We had a census last summer, remember?  And then we just had an election. Well, that must mean it is time for REDISTRICTING!

The media has conveniently neglected this most important aspect of election 2010.

Redistricting generally occurs every ten years after the census year.  The governor and the state houses do the heavy lifting and draw on maps after looking at the census population data.  If a state loses enough people it loses a congressional seat, if a state gains enough people it gains congressional seats. This is where the Tea Parties were most lethal to the Left. The Right picked up 680 state house seats! This is a staggering number and the Tea Parties are to be commended for this grassroots action. The GOP picked up/held the Governor’s mansion in 23 States while the Dems held on to the Governorship in California, New York, Maryland, Massachusetts, and Arkansas. The bickering and fighting of redistricting is usually decided by the party in power at the state level.
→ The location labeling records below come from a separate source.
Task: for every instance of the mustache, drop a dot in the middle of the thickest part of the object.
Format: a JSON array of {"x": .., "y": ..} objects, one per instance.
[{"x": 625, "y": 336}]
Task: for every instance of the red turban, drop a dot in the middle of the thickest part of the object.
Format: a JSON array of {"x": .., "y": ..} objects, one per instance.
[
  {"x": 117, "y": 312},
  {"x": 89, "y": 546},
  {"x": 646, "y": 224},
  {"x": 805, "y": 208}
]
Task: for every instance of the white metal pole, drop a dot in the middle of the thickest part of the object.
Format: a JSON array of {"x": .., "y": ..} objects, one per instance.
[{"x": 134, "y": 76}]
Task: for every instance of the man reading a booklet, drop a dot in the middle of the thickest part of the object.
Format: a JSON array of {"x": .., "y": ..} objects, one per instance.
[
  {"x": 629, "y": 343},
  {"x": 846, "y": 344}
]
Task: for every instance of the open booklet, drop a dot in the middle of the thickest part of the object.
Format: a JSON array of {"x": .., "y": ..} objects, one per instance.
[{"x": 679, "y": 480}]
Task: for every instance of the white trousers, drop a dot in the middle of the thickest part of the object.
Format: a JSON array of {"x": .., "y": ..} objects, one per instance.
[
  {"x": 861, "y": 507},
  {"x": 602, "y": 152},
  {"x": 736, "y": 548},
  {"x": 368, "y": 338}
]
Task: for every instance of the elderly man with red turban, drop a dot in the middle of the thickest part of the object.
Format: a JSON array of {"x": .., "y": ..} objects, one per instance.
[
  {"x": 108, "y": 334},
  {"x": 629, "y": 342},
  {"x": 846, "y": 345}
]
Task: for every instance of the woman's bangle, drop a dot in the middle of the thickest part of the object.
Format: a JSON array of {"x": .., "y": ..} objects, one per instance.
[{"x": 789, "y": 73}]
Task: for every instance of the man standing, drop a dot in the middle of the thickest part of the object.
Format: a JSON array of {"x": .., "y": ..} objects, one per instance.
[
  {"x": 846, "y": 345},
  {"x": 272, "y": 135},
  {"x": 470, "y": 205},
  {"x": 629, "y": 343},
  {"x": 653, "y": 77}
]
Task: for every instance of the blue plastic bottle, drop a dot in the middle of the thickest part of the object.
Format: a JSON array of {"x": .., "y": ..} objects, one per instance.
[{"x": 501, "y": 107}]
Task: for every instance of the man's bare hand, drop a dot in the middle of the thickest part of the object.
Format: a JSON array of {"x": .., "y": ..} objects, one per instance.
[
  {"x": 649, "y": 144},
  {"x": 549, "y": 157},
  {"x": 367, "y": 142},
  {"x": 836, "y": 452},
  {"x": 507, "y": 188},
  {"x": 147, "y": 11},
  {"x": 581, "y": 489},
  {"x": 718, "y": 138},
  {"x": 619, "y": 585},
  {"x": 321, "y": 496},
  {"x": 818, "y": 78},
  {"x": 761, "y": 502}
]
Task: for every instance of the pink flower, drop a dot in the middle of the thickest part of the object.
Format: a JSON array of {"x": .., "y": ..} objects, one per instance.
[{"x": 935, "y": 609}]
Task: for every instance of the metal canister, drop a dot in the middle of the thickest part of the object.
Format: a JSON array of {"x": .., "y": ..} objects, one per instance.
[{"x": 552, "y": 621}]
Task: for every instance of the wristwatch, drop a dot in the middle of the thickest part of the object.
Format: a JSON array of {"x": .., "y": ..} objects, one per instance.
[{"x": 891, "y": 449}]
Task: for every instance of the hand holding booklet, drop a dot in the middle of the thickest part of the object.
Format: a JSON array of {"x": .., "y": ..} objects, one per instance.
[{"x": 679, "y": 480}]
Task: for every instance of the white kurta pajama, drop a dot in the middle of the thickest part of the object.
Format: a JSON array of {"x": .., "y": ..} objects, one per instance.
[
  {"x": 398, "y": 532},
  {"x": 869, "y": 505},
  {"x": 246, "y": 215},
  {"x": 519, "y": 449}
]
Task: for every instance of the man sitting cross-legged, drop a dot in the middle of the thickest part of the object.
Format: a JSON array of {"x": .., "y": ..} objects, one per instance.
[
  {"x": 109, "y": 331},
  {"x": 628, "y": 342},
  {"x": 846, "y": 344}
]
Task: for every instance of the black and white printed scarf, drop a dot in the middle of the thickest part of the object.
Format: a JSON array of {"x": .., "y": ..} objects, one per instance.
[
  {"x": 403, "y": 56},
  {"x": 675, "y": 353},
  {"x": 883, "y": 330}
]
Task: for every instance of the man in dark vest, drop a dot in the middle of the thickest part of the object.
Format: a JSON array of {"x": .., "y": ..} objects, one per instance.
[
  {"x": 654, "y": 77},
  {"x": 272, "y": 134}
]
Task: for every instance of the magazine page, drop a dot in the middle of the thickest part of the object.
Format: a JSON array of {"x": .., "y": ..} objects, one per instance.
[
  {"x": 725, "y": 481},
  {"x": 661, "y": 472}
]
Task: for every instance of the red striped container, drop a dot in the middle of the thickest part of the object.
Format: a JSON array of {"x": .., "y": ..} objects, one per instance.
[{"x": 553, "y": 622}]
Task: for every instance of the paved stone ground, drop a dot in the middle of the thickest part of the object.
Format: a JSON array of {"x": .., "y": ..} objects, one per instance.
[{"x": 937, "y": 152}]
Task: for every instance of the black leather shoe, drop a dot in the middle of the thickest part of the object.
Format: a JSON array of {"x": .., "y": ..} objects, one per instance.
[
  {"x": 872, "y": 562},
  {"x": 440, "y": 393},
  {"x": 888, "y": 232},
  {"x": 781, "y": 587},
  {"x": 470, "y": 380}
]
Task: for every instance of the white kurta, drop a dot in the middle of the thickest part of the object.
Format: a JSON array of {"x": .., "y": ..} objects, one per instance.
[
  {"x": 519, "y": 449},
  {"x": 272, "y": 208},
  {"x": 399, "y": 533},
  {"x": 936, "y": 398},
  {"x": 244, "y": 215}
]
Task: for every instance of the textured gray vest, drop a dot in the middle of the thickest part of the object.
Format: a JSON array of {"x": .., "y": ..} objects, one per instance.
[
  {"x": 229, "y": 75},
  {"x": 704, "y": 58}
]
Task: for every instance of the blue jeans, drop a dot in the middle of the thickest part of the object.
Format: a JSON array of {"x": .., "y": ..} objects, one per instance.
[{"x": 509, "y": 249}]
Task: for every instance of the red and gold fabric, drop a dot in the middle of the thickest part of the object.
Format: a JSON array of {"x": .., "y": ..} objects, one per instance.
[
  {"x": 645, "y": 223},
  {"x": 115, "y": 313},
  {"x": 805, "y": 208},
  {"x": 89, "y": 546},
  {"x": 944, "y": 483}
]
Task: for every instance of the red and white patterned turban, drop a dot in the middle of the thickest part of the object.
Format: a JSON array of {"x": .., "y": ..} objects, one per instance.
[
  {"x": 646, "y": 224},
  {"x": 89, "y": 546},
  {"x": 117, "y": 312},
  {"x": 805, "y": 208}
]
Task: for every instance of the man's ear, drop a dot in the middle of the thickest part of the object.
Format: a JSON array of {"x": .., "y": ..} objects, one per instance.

So, given the results of the 2010 election, there will be even more GOP seats in the Congress and state houses. Here’s why: the states that lost people (and don’t use an independent redistricting authority like New Jersey and Iowa): Ohio, Pennsylvania, Louisiana, Michigan, Illinois, New York, and  Minnesota will probably lose a congressional seat.  The Governor and the state house draw the districts.

New York, Illinois, and Minnesota will probably preserve a Democrat seat and try to combine it with a Republican held seat to remove the Republican seat if possible.

Here’s the Rub, Pennsylvania, Ohio, Michigan, and Louisiana all have GOP governors now and GOP majority in the houses. They will try to remove a Democrat seat in favor of keeping the GOP seat.

The political landscape in PA, LA, MI, and OH will change to favor the GOP, the landscape in NY, IL, and MN stays the same as they remain Democrat.

Now, those people from the losing population states had to go somewhere, right? They all went to Texas and Florida. Both state have Republican Governors and Republican houses. Texas (this link from Huck) is going to gain 4 congressional seats, Florida will gain about 1 or 2 . There may be other southern states that gain as well.

So what does all of this data wonking mean? It means the election in 2010 with redistricting +/- of seats gives the GOP a net gain of approximately 6-8 seats changing hands form Democrat to Republican. It also give the GOP an easier time of getting re-elected and staying in power by reducing the number of gerrymandered Democrat districts and changing the landscape in which the contests occur. This will effect the 2012, 2014, 2016, 2018, 2020 elections directly in both the Congress and State Houses. This is the first of the far reaching effects of the Tea Parties.

THIS from Bob in Breckenridge: Not only are all the Democrats’ states losing population, which isn’t as important for redistricting, but the Democrats’ biggest plum, California, which will be losing congressional seats for the first time since the ’50s, also approved a ballot measure that will take redistricting out of the hands of the (almost all liberal) California legislators and turn it over to a Citizens Redistricting Commission, (this was a measure that George Soros was very again$t).

AND:

The first notable thing is Soros’ funding of the Secretary of State Project — which is basically an attempt to elect Secretaries of State around the country willing to impose Democratic-friendly election laws in an attempt to tilt the playing field in their favor on election day….Republicans won 17 of 26 races for Secretary of State taking six of those offices (Arkansas, Ohio, New Mexico, Colorado, Iowa and Kansas) from Democrats. Republicans now control 25 offices to Democrats 22.